We excluded the following: (1) studies of cases with both depression and alcohol dependence, (2) studies of children and adolescents, (3) reviews or editorial or letters or non-peer-reviewed publications, (4) studies that were not translated into English, or (5) studies that did not define cases and controls. All studies meeting the eligibility criteria were categorized into two groups: (1) major depressive disorder in the absence of alcohol dependence and (2) alcohol dependence in the absence of major depressive disorder.

Data extraction

The following data were extracted from each study: title of the study, name of the first author, publication year, country where the study was performed, study design, inclusion and exclusion criteria of cases and controls, case ascertainment methods, number of cases and controls for each genotype and/or for each allele and odds ratios (ORs) for the association between the S allele of 5HTTLPR polymorphism and the disorder. Cases with bipolar disorder were excluded from this meta-analysis. The literature search, assessment for eligibility and data extraction were independently undertaken by two investigators (K.Z.O. and Y.K.A.) using a standardized approach. Any inconsistencies between them was identified by the third investigator (A.K.W.) and resolved by consensus.

Statistical analysis

The summary ORs and their 95% confidence intervals (CIs) were estimated for associations of the S allele of 5HTTLPR polymorphism with major depressive disorder and alcohol dependence. Both random effects and fixed effect models were fitted. We estimated associations for different inheritance modes of the S allele: recessive (SS vs. SL and LL), dominant (SS+SL vs. LL) and codominant (separately for SS and SL vs. LL). We also estimated OR per S allele, that is, a linear association on the log scale.

To test the influence of individual studies on the summary estimates, we omitted data from each study one at a time and repeated the analysis. To estimate the heterogeneity between studies, the I² statistic was used (Higgins and Thompson, 2002). Meta-regression models were conducted including the year of publication (before and in 2000 vs. after 2000), study population (Caucasian vs. others) and diagnostic criteria used (DSM-IV vs. other criteria). To test for publication bias, Begg’s funnel plot (Begg and Berlin, 1988) and Egger’s statistical test (Egger et al., 1997) were performed. All statistical tests were two-sided, and all analysis was performed using STATA 13.0 (StataCorp, 2013).
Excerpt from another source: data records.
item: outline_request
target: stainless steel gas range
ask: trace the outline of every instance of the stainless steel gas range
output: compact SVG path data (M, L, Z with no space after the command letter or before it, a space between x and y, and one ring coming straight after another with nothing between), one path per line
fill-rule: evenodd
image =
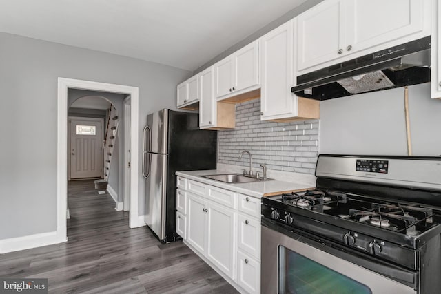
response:
M441 158L319 156L262 199L263 293L439 293Z

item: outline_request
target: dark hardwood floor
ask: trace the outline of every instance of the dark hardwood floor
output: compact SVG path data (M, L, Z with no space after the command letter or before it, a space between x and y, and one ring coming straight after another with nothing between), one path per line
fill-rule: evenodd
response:
M0 255L0 277L48 278L54 293L237 293L182 242L129 229L92 180L70 182L68 194L68 241Z

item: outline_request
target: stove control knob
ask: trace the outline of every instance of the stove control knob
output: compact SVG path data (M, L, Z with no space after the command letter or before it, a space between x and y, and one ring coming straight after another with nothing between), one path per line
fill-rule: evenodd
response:
M376 240L371 241L369 242L369 251L371 254L376 255L381 252L381 246Z
M276 210L273 210L273 212L271 213L271 217L273 218L273 220L278 220L278 218L280 216L280 213Z
M285 216L285 221L287 224L292 224L292 222L294 221L294 218L293 218L291 214L288 213Z
M356 243L356 238L352 235L351 232L347 232L343 236L345 244L349 246L353 245Z

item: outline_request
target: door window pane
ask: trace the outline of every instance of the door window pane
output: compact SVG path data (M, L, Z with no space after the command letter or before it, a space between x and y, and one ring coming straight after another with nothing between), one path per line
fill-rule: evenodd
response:
M278 293L371 294L365 285L283 246L278 252Z
M76 125L77 135L95 135L96 134L96 127L94 125Z

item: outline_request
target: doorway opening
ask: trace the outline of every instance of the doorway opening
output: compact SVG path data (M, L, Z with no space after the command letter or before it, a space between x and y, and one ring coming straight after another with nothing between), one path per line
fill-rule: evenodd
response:
M82 90L116 93L130 97L130 127L129 130L131 161L130 174L129 227L134 228L145 225L143 216L138 213L138 104L139 90L136 87L97 83L89 81L59 78L57 106L57 227L59 242L67 240L67 197L68 197L68 91ZM121 112L120 112L121 113ZM92 131L90 131L92 132ZM127 144L129 145L129 144ZM123 169L119 169L124 170ZM121 176L121 179L125 177Z

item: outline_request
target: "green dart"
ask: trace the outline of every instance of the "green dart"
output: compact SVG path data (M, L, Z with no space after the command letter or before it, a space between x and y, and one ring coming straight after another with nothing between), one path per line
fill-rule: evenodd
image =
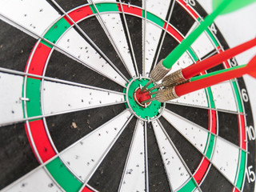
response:
M150 74L151 78L141 91L143 91L152 82L161 80L171 69L177 60L186 51L200 34L214 22L220 14L230 13L239 8L246 6L256 0L214 0L214 11L209 14L203 22L165 58L161 60Z

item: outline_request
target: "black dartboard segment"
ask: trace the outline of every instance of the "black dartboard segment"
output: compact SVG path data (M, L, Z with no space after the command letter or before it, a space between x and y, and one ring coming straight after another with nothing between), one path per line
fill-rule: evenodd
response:
M242 78L154 106L156 117L129 100L206 18L196 1L10 0L0 14L1 190L254 190ZM171 72L228 47L213 24Z

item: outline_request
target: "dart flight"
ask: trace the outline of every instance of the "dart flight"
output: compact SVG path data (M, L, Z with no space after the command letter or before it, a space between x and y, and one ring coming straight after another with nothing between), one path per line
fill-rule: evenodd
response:
M175 49L153 69L150 74L150 82L146 84L141 91L143 91L152 82L161 80L170 70L172 66L177 60L186 51L186 50L193 44L193 42L201 35L201 34L212 24L214 19L220 14L230 13L239 8L247 6L256 0L214 0L214 11L209 14L204 21L200 22L199 26L185 38Z

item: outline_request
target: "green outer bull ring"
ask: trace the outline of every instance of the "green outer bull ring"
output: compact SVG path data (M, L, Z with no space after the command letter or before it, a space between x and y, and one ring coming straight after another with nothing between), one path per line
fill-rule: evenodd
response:
M130 79L127 84L127 87L124 89L125 100L126 102L126 107L130 109L131 113L137 118L140 118L144 122L152 122L159 118L163 113L166 107L166 103L161 103L158 101L152 101L152 102L146 108L139 106L134 98L134 93L138 87L144 86L150 81L149 78L146 77L137 77ZM153 87L153 83L150 84L148 88Z

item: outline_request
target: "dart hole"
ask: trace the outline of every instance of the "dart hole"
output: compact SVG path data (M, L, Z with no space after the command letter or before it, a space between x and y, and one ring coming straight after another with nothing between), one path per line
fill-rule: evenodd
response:
M134 98L136 102L137 105L139 106L142 106L143 108L148 107L150 104L150 102L146 102L145 104L142 104L142 102L145 100L151 98L151 96L149 94L149 92L142 92L141 93L141 88L138 87L134 93Z

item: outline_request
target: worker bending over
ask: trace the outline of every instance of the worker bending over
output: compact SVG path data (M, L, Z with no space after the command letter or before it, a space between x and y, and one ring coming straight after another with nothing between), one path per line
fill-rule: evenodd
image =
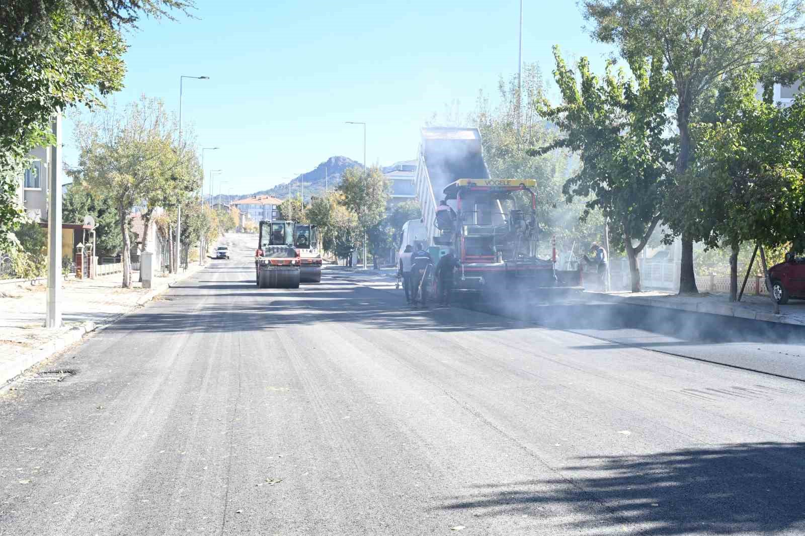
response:
M431 254L425 251L422 242L415 242L416 252L411 256L411 303L415 307L421 303L427 307L427 272L433 270Z
M405 303L411 303L411 261L414 249L411 244L405 246L405 250L400 254L400 268L398 274L402 279L402 289L405 291Z

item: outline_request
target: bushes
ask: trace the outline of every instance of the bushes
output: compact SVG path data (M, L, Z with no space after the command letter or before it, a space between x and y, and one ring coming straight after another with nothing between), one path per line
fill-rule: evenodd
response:
M12 277L24 279L43 277L47 273L47 231L33 221L14 232L17 245L9 252Z

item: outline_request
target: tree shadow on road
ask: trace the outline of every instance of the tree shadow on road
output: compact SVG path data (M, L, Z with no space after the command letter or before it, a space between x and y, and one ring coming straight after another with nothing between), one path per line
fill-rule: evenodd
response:
M230 287L242 287L242 284L205 285L204 288L228 290ZM163 333L233 332L331 323L371 329L448 332L533 328L517 320L464 309L411 309L402 299L378 295L365 287L318 289L316 292L304 290L303 287L279 291L253 286L248 294L216 294L217 299L197 307L197 300L204 299L200 295L171 294L168 297L175 299L151 304L107 329Z
M443 509L550 522L569 507L579 515L565 517L560 534L805 534L805 443L578 460L554 479L476 486Z

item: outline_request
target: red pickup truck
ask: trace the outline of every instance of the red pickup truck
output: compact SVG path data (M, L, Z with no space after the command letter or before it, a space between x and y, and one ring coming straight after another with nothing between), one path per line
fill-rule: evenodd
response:
M786 261L769 269L771 293L782 305L789 298L805 299L805 258L786 254Z

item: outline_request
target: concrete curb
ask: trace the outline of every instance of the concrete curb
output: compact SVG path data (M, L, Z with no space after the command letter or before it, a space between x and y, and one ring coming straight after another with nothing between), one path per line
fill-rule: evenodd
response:
M80 326L71 328L61 336L45 343L30 354L23 355L10 363L0 364L0 386L11 381L31 367L48 359L65 348L80 340L85 335L94 332L97 325L94 322L85 322Z
M729 303L670 303L670 300L668 299L650 298L648 296L621 296L592 291L586 291L585 294L591 298L594 298L595 299L613 303L632 303L634 305L645 305L647 307L661 307L663 309L687 311L688 312L700 312L709 315L720 315L721 316L733 316L735 318L748 319L750 320L786 324L792 326L805 326L805 323L803 323L795 318L791 318L787 315L774 315L770 312L755 311L745 307L730 305ZM771 304L770 303L770 307Z
M196 269L186 270L184 274L180 275L172 282L167 283L164 287L151 289L150 291L142 295L138 298L136 304L134 307L128 311L120 313L109 322L105 322L101 326L98 326L94 322L85 322L80 326L71 328L64 335L54 339L53 340L45 343L31 352L30 354L24 354L19 359L10 363L0 363L0 388L12 381L14 378L31 367L41 363L46 359L49 359L70 344L80 341L87 333L96 330L100 331L112 324L114 324L122 317L137 309L137 307L145 305L159 296L160 294L169 291L174 285L175 285L175 283L184 280L204 268L204 266L200 266L199 265L196 266L197 266Z

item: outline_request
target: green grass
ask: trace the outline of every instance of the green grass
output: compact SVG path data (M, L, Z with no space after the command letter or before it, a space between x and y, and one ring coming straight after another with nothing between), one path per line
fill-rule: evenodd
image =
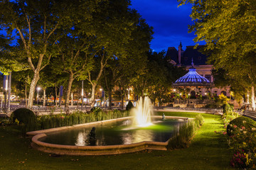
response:
M198 114L164 113L189 118ZM0 128L0 169L232 169L232 152L214 132L224 130L220 117L202 115L205 123L188 148L112 156L50 157L31 148L30 140L18 130Z

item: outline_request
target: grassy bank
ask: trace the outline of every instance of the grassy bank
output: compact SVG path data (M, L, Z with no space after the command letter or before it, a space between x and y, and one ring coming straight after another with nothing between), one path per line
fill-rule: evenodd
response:
M190 118L198 114L164 113ZM112 156L53 157L31 149L30 140L18 131L0 128L0 169L232 169L232 153L214 132L224 128L220 117L202 115L205 123L188 148Z

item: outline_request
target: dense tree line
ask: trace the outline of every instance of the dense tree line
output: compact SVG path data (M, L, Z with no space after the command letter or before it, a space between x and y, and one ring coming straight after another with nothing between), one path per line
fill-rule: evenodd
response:
M164 52L149 53L153 28L129 0L6 0L0 3L0 14L6 32L0 36L1 72L15 72L26 98L28 92L28 107L38 85L44 97L55 98L63 85L68 113L70 95L81 93L81 80L91 106L99 85L110 103L119 86L123 105L128 87L143 96L161 84L166 92L175 77Z
M237 98L251 92L255 109L256 2L255 0L179 0L192 4L189 26L196 42L204 40L217 85L230 86Z

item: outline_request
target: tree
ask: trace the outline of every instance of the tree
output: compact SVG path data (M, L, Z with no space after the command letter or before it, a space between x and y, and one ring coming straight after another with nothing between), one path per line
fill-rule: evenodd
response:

Assuming the causal relationship of the homozygous S allele of 5HTTLPR polymorphism with major depressive disorder and/or alcohol dependence, the proportion of the diseases attributable to the homozygous S allele of 5HTTLPR polymorphism for general population was calculated using the formula

PAR = \frac{P (OR - 1)}{P (OR - 1) + 1}

where PAR was population attributable risk, P was prevalence of the homozygous S allele of 5HTTLPR polymorphism (assumed to be 26%) and OR was the summary odds ratio estimated from this study.

Results

Of the 1527 papers identified by the literature search, we excluded 1359 based on the title and abstract as they appeared not to be relevant to this systematic review. Of the 168 studies retrieved for full assessment of eligibility, 34 met the eligibility criteria and were included in the meta-analyses (Figure 1). Recruitment methods, selections and ages of cases and controls for each study are summarized in Table 1. Of these studies, 23 were conducted in Europe, 2 in the United States and 9 in other countries, and all were published between 1996 and 2010. Most of the studies used clinic-based controls or controls via convenient sampling while only a few studies used population-based controls, but they did not describe the recruitment methods in details (Gokturk et al., 2008; Hickie et al., 2007; Minov et al., 2001).

Table 1.

Selection Criteria for cases and controls in the studies included in the meta-analysis for associations of 5HTTLPR polymorphism with (1) major depressive disorder without alcohol dependence and (2) alcohol dependence without major depressive disorder.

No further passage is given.